Lui si agitava nel corridoio davanti alla stanza, in attesa del verdetto del destino, finché le porte si spalancarono… Il cane l’aveva fatta uscire dal coma.

La famiglia Leskov non era stata fortunata per molto tempo. Per anni non avevano avuto figli. Olga Sergeevna, poverina, aveva provato di tutto: aveva visitato decine di cliniche, era stata in monasteri, aveva viaggiato per luoghi sacri, aveva persino acquistato un viaggio a Gerusalemme. Suo marito Pëtr era sempre al suo fianco — come un vero cavaliere, l’accompagnava ovunque, ma tutti gli sforzi erano stati vani.

Decisero allora che potevano diventare genitori di altri bambini. Preso questa decisione, la coppia iniziò a prepararsi per un viaggio nella regione vicina — dove si trovava un orfanotrofio. Volevano adottare subito due bambine. Pieni di speranza, stavano preparando le valigie, quando accadde qualcosa di inaspettato: Olga fu improvvisamente colta da nausea a causa dell’odore delle cotolette che stava appena confezionando.

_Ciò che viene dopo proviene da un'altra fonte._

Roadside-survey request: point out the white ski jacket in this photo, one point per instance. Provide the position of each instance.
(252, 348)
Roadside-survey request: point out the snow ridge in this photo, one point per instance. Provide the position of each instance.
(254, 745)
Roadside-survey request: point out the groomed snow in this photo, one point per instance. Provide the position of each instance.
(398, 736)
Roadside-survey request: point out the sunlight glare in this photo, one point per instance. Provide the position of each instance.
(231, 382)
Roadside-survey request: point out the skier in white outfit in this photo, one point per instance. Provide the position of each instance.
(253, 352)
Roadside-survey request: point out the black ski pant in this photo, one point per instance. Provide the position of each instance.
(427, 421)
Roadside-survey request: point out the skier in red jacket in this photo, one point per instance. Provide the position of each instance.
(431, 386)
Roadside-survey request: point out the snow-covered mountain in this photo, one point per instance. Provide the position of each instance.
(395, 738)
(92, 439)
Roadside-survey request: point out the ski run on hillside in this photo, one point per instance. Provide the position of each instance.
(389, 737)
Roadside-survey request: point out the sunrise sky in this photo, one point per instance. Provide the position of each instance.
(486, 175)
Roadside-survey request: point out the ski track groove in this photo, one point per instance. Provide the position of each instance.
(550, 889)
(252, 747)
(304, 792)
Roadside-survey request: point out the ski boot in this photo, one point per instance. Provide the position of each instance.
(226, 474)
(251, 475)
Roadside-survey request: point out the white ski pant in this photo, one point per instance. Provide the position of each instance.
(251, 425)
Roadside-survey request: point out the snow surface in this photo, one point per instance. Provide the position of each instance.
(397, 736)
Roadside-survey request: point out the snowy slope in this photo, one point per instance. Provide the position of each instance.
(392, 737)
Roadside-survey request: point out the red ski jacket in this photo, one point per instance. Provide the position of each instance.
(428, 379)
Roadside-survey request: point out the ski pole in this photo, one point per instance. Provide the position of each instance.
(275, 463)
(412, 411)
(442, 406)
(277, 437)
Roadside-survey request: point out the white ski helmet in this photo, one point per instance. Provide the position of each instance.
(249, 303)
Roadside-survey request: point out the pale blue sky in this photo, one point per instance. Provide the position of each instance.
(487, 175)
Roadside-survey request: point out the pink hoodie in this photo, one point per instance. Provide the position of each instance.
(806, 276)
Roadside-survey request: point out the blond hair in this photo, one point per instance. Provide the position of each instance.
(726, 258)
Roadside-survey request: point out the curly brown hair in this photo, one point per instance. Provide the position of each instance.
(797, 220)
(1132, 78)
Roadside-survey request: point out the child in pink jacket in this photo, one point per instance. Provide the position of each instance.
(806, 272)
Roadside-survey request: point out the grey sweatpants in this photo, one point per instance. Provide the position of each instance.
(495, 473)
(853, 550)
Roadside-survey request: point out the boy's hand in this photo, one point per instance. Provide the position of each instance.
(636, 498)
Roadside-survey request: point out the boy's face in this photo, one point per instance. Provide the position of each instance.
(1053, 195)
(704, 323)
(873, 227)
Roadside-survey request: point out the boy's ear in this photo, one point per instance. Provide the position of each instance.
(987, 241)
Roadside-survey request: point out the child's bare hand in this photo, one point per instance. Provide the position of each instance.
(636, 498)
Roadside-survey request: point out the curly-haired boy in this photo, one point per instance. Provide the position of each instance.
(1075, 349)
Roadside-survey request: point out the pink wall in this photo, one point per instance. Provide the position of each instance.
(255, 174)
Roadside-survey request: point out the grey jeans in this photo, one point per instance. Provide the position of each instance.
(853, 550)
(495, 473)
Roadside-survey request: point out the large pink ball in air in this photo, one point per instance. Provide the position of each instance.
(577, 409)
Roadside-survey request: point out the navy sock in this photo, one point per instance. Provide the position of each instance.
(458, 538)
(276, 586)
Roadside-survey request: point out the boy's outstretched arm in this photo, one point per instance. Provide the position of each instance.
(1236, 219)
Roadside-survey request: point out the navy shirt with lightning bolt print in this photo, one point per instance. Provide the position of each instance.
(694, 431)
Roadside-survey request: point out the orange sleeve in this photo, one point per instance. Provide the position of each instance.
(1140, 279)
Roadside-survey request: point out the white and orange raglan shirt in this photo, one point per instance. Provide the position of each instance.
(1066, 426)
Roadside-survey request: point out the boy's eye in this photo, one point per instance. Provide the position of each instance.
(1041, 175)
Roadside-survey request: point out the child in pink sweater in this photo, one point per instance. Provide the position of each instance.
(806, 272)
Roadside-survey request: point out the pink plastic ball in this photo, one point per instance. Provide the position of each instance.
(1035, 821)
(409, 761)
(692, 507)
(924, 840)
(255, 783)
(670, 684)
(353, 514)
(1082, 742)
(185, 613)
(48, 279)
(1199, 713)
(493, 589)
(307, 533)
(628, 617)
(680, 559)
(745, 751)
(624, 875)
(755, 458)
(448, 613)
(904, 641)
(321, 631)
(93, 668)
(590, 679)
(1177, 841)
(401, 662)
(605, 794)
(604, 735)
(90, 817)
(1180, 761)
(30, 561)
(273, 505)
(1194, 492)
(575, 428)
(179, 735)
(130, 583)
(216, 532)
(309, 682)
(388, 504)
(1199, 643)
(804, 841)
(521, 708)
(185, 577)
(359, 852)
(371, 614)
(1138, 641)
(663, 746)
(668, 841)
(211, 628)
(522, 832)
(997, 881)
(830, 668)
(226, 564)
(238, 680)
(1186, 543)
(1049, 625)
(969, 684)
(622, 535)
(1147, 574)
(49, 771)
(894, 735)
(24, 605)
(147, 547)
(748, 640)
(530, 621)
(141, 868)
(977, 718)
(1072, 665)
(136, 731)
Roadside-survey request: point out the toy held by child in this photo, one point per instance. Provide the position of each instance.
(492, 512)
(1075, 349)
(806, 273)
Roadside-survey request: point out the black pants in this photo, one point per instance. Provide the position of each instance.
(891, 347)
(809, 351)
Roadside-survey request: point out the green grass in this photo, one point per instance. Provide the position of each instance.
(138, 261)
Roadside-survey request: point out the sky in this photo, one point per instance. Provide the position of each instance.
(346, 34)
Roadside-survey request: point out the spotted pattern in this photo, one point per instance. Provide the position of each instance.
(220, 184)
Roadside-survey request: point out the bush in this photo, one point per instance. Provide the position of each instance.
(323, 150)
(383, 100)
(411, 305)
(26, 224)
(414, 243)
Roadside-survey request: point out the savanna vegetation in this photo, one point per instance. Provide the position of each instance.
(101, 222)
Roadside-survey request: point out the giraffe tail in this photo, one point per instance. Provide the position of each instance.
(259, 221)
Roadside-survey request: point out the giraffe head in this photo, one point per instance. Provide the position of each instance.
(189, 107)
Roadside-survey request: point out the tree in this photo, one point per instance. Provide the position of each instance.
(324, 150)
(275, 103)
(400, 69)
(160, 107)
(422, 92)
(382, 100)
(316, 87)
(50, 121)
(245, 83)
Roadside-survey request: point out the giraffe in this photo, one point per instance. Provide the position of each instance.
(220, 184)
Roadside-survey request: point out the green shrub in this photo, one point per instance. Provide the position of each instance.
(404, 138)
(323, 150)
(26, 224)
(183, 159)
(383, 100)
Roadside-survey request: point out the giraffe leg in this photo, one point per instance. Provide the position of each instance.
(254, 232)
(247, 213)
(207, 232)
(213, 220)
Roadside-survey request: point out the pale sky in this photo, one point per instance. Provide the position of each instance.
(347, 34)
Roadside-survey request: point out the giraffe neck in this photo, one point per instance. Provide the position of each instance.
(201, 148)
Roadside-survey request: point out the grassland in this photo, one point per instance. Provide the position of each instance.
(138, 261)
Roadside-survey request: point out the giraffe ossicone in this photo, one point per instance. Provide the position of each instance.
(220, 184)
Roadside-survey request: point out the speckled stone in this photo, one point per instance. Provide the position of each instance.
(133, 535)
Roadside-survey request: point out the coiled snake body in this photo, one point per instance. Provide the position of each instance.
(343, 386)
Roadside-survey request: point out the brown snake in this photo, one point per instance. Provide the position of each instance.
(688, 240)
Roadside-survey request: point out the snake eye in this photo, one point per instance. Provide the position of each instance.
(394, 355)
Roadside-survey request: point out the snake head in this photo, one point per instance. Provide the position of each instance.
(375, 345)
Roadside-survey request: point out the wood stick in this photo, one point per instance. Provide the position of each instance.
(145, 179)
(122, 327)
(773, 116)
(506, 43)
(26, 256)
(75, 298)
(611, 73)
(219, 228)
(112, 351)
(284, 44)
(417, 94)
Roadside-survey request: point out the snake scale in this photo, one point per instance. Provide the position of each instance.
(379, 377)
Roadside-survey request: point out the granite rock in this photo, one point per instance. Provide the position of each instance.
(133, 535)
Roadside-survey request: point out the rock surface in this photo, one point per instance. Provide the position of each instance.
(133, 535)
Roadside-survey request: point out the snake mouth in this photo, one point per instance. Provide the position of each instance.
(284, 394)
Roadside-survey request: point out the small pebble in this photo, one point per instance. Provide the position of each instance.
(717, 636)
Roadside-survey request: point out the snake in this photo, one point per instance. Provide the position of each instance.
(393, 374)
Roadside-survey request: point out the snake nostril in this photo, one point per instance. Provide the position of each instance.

Il viaggio dovette essere rimandato. Invece di partire, si recarono alla clinica. E lì li attendeva una vera sorpresa — il medico comunicò che Olga era incinta! Alla sedicesima settimana! Pëtr quasi saltava dalla gioia — la notizia lo aveva semplicemente sconvolto. Alla reception stavano per chiamare la sicurezza, perché involontariamente faceva cadere i dépliant dai tavoli, come se stesse spargendo rose.
Reverso Context

Da quel giorno, la vita della famiglia cambiò radicalmente. Pëtr divenne quasi ossessionato dalla salute della moglie. Correva per tutto il supermercato, controllava la composizione dei prodotti, acquistava solo cibi naturali ed ecologici. E come no! Sua moglie era un’insegnante con un’istruzione superiore e vent’anni di esperienza!

Dopo alcune settimane, arrivò un’altra gioia — l’ecografia mostrò che aspettavano dei gemelli! La gravidanza non fu semplice, a causa dell’età, e Olga trascorse la maggior parte del tempo a letto. Ma tutto non fu vano — al momento giusto nacquero due adorabili gemelle.

I genitori diedero loro i nomi delle nonne — Katja e Anja. Le bambine crescevano sane, tranquille, senza dare problemi. Fin da piccole si distinguevano per uno sviluppo superiore alla media. I genitori erano orgogliosi di ogni loro successo.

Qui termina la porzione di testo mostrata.